Ultra-High Performance tires don't only supply ultimate grip, they also need to work at very high speeds. As speeds increase the tire wants to centrifugate, or expand radially from the axis of rotation. Product engineer Carl Driver(who has the best possible name for someone in his position), introduced us to Michelin's new nylon textile belt material, which gives the tire its strength. Unlike many other tire manufacturers, Michelin makes its tire-building equipment in-house, and develops its own proprietary belt materials, elastomers and other tire components.
Where the Rubber Meets the Road
Unfortunately for us here at Flatsixes, Porsche demo cars were not used at this launch. To test the new tire, Michelin gave each of us seat time in a variety of other high performance cars, including the new Audi R8, Ferrari California T, Mercedes C63 AMG, BMW M4 and BMW 340i. The day was broken into several parts, including a police-escorted tour through Joshua Tree, a track session at The Thermal Club's North Palm course, and an autocross.
The journalists, Youtubers and other media split into two groups. My group was taken on a high speed tour of Joshua Tree first thing in the morning, rotating from car to car about every hour. The tour allowed us to see how the PS4S performed on the road. We found that the new tire offered exceptional grip and stability at all speeds, from the parking lot through triple digits. Though we were on public roads, our police escort allowed us to see some frankly astounding speeds through the beautiful Joshua Tree scenery.
Torture Testing the Michelin Pilot Sport 4S
The second half of the day included a track session at the North Palm course, along with an autocross. The track session was a lead-follow in BMW M3s, led by a pro driver in an M2. The North Palm Circuit offered a wide variety of conditions for a short course, including a 250 degree banked corner, fast esses, and a tight 180 degree corner with very late apex. An autocross session using BMW 340i's followed the track driving. Despite my relative inexperience(my only autocross ever was done in my 1998 VW Golf), I acquitted myself fairly well, with a time comfortably in the top 10.

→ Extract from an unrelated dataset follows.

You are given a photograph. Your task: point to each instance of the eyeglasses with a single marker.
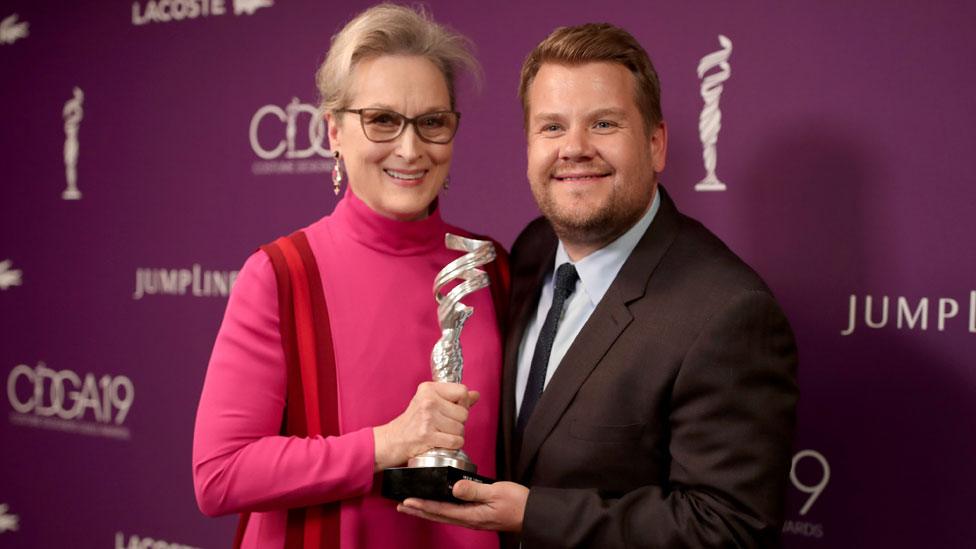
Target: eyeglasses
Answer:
(382, 125)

For a tire, the autocross was truly torture testing. 48 of us ultimately split our sessions between just two cars. Braking distances stayed consistent all day, and none of the competitor's tires best stops equaled the Michelin's average stopping distance from 60 miles per hour.
Unlike the other stages of testing, the autocross included the Michelin tire along with its competitors. Driven back to back with other tires in the category, the Michelin truly showed its mettle. The Michelin offered much more direct steering feel, better transitional behavior and better braking than each of its two competitors I was able to sample. My current Porsche 944 runs a Bridgestone UHP tire, mostly because tire choices in 16" are limited. This experience will see me switching to both a larger wheel and a Michelin tire as soon as possible.
Details are available via Michelin, with prices starting at $233 per tire.